64話 亡き友に
綺麗に整った軍営。
一人で居るには少し広すぎる空間で、周瑜は静かに視線を宙に泳がす。
「……流石に、曹操だ。如何に攻めても、被害は大きいな」
幾度となく頭の中で戦を繰り広げ、少しずつ、修正を繰り返す。
しかし如何に戦おうと、必ずこちらの被害は大きかった。
孫家の名将達の命をいくつか捧げて、ようやく撃退が成功するような、そんな未来ばかりが宙に浮かぶ。

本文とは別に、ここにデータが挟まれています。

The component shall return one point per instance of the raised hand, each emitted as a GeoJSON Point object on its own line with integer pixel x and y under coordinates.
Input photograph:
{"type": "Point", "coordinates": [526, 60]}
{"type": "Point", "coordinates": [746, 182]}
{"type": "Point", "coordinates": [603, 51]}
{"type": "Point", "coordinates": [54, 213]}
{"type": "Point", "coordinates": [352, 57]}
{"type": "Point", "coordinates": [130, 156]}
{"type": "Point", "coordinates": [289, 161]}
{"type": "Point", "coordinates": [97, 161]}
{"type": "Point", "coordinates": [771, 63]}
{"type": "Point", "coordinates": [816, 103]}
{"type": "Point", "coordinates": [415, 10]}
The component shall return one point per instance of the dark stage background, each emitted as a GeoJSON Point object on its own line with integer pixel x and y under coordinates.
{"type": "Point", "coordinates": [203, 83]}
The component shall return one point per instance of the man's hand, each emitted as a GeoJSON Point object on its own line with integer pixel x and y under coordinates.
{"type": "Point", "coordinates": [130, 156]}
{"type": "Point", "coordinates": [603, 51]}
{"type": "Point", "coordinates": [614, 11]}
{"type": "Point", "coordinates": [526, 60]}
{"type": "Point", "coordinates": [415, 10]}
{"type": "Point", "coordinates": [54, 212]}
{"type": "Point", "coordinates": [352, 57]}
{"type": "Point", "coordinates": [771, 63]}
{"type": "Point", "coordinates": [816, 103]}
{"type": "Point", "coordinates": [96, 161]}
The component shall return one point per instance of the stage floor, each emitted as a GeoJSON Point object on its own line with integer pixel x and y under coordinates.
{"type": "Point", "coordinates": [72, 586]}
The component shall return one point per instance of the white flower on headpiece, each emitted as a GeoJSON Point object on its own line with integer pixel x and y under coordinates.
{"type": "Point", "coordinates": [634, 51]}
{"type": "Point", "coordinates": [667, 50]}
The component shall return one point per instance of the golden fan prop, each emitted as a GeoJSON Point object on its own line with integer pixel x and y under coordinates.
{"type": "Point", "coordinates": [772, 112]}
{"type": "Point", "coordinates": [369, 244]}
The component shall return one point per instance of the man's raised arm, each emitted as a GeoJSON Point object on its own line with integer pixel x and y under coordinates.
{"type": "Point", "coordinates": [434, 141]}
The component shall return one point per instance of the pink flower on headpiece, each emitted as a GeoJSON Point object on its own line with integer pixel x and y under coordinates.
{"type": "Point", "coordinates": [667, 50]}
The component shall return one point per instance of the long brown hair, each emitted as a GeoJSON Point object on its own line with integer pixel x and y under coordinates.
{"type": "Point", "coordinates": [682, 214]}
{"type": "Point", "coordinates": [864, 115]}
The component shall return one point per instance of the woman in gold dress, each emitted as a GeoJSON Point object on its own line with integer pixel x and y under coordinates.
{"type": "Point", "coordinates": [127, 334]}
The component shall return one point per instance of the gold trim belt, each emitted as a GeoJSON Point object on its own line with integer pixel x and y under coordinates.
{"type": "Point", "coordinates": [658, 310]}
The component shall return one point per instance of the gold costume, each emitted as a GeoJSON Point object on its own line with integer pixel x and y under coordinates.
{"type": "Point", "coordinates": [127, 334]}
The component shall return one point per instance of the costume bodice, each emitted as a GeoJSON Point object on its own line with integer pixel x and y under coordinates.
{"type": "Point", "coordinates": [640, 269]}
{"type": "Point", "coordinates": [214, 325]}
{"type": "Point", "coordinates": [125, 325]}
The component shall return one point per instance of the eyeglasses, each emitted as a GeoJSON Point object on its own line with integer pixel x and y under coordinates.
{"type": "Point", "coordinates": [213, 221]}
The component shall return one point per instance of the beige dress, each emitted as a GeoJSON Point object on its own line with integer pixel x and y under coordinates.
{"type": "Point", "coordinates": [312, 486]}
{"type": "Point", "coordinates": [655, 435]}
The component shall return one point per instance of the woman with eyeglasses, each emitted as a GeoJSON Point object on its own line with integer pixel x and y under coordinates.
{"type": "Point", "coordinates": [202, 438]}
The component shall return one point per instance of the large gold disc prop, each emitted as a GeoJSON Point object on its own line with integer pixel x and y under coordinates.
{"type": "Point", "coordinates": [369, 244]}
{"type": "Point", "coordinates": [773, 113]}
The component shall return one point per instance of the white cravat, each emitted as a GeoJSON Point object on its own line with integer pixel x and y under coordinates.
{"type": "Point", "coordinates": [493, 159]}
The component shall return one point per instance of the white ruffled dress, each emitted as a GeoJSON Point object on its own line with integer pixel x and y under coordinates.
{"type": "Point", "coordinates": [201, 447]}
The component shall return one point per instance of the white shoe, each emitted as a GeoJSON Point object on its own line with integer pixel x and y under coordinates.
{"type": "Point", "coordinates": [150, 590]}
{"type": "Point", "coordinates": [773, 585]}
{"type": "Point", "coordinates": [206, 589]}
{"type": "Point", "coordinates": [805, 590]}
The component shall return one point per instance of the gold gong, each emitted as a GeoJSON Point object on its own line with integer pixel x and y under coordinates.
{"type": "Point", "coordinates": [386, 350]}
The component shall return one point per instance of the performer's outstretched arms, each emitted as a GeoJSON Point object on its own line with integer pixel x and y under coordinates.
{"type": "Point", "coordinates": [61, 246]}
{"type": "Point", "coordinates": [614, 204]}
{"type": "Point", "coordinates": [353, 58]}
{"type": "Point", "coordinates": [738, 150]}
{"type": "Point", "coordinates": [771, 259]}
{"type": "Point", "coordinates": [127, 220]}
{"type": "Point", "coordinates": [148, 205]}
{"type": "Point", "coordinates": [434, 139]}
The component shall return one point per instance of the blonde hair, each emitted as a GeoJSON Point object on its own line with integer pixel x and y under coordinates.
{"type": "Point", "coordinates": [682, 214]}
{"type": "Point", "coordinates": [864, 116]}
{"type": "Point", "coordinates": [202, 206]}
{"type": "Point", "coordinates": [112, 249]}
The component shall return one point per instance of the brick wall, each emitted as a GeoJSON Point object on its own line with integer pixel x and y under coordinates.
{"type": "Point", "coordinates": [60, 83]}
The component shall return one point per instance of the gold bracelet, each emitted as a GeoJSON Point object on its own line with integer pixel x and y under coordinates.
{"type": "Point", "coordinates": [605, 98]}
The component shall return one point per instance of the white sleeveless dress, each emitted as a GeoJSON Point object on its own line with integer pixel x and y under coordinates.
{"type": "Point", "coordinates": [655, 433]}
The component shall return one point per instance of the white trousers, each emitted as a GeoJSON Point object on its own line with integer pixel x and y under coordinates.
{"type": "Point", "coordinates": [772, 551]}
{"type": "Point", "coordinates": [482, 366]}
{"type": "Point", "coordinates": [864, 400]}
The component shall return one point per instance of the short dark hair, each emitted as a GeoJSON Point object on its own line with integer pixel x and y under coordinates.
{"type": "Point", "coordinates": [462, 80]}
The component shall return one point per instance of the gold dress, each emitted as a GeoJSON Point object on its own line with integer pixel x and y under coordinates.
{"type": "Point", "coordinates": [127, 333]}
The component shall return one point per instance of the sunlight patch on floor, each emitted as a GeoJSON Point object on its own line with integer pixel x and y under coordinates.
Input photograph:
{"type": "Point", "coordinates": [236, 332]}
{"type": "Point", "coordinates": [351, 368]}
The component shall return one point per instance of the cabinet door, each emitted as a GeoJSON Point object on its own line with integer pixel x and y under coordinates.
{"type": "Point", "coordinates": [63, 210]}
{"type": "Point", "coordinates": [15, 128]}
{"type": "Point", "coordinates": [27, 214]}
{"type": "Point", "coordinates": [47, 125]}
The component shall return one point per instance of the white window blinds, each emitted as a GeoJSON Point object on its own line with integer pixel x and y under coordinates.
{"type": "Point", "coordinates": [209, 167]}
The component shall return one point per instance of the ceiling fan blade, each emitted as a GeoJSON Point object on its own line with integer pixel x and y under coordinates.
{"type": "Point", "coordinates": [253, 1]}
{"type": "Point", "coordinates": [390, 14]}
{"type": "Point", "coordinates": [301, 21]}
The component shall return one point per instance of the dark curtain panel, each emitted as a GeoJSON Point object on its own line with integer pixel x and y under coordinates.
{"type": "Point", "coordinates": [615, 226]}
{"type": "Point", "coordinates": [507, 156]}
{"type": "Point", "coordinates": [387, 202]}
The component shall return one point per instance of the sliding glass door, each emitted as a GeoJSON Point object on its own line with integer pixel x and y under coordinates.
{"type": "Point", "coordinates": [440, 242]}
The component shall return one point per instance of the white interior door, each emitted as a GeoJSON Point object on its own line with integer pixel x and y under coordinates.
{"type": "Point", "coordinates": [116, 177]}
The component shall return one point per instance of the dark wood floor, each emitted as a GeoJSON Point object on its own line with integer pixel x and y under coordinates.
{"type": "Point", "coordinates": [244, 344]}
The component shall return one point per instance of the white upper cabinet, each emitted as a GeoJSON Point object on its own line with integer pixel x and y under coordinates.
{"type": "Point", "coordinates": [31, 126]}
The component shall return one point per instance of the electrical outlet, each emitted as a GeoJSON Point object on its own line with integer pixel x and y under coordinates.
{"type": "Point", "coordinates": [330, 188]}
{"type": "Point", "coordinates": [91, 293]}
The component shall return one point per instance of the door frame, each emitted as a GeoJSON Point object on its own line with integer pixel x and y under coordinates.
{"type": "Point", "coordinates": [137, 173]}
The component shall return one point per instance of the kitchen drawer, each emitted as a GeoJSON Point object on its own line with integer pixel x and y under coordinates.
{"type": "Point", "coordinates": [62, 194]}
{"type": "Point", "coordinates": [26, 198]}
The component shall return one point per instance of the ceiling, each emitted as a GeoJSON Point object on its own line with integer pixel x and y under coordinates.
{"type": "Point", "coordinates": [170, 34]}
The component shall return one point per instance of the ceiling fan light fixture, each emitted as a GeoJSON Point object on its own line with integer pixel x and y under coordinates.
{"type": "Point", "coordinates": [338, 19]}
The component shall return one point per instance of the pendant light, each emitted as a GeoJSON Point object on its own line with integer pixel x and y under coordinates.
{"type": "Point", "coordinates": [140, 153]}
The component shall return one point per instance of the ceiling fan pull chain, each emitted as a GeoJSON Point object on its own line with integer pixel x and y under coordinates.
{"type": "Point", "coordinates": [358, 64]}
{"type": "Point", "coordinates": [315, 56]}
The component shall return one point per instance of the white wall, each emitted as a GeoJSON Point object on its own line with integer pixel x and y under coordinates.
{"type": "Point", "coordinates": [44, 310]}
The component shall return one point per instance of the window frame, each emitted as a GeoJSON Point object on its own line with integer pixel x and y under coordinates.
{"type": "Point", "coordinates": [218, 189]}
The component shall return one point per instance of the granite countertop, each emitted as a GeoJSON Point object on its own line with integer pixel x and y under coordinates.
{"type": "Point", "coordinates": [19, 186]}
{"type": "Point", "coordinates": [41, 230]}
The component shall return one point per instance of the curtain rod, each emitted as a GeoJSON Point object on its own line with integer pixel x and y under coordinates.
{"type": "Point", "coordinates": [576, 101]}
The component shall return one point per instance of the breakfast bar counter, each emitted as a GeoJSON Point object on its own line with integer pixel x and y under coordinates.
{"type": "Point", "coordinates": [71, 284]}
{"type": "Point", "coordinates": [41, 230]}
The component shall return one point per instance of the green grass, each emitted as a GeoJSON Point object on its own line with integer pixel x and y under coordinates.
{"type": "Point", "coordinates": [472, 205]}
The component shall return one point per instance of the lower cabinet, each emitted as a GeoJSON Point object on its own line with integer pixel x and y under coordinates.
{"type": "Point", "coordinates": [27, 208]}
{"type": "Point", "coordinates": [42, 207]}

「また、一人で妄想か? 君は戦の前、多くの報告書に埋もれる策士であったはずだが、いつのまにそんな優雅な男になったのだ?」
「あぁ、魯粛か。座ってくれ」
堂々たる出で立ちの男が、周瑜の正面に腰を下ろした。
「別にどうこう言うつもりは無いが、孫策様はもう、居ないのだ。らしくないことはするな」
「分かってるよ。分かってるが、やはり、怖いのだ」
孫策は戦の前、悠々と一人で出歩き、気楽に遊びまわる様な男だった。
まさに、戦の申し子だ。天才。悩んで悩みぬく、自分とは違う人種だと思っていた。
友が戦の前、どのような気持ちだったのか、それに思いを馳せる。
やつなら、どう曹操と戦い、どう勝つのであろうと。
この戦を皮切りに、どこまで天下を駆け上るのであろうと。
「諸葛亮の前では自信を装ってみたが、怖いものは怖い。必ず勝てる策など、あるはずもない。相手はあの、曹操だぞ?」
「じゃあ何故、あのようなことを」
「昔の自分を見ているようで、意地悪をしたくなった。天下に、自分以上の人間がいるはずもないと、思い上がっていた頃の自分だ」
そんな自分の思い上がりを打ち砕いたのが、孫策だった。
この世には居るのだ。どうしたって手の届き得ない世界に居る「天才」という存在が。
如何に努力しようと、天才達はそんな努力を軽々と飛び越えていく。
「孫策が隣に居ないまま、曹操に勝てるとは思えないのだ。だからせめて、あの友に近づこうと思った」
「そうか」
「これで、最後にする。この戦が終わればきっと、孫策の死を受け入れ、一人で立てるような気がする。それまではまだ、共に戦わせてほしい」
「構わないさ。大将はお前だ。あと、報告が来てる、受け取れ」
魯粛が放った書簡を受け取り、周瑜は目を通す。
「曹操が動いたか」
「あぁ、数日のうちに烏林に着陣するみたいだ。兵の数は十八万。船は急揃えだが、十万が収容できるだろう」
「五万に行くかどうかと見ていたが、そこまで揃えたか」
「なんでも船を全て鎖に繋ぐことで、船の機動を無視し、多くの兵を乗せるようにしたみたいだ。これなら調練をしてない水兵でも戦場で戦える」
「こちらとは真逆だな」
周瑜の水軍は小さく機動性の高い船が中心で、練度の高い水兵が船を自在に操ることで水上で無双の強さを誇っていた。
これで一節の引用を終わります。